The DOJ said that Bannon’s defense team has lodged loads of “frivolous” legal complaints against prosecutors in order to stoke public outrage over the investigation and ultimately thwart the House select committee.
Prosecutors outlined in a 10-page filing how one of Bannon’s attorneys has been rebuffing efforts repeatedly and continuously to secure an agreement on evidence-sharing.
An evidence-sharing agreement is a normal, standard step in criminal trial processes. But Bannon’s legal team used a public court filing and a statement in the Washington Post to complain about the court case.

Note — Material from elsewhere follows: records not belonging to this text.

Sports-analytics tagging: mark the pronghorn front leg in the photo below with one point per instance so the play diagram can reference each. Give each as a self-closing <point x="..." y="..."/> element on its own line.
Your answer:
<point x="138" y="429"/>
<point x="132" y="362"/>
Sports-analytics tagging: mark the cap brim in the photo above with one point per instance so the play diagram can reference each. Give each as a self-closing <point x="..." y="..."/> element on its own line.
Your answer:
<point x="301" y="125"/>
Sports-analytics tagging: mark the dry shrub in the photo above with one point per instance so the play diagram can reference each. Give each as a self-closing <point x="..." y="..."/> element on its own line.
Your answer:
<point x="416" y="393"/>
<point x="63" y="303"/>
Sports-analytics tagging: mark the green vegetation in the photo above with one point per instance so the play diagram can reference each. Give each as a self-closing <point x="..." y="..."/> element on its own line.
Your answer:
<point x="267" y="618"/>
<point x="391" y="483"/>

The DOJ prosecution’s filing said that Bannon’s opposition to the protective order is misleading and that it makes “erroneous claims”. They said that some records must stay private while the case is pending due to the fact that they contain internal communications between government staffers, as well as notes about FBI interviews with witnesses who may be called to testify against Bannon at trial.
Publicly releasing the names in the documents would risk interfering with the judicial process, therefore amounting to witness tampering, and could work to silence the witnesses.
Bannon has been charged with two contempt of Congress counts. He failed to testify and turn over requested documents when a subpoena was issued by the House select committee. Bannon says he is not guilty of this.
In the newest filing, prosecutors have taken issue with Bannon speaking about the case in a public manner meant to invoke a “media spectacle.” The DOJ prosecutors said that Bannon’s purpose is to abuse criminal discovery and try the pending case in the media, not within the courtroom.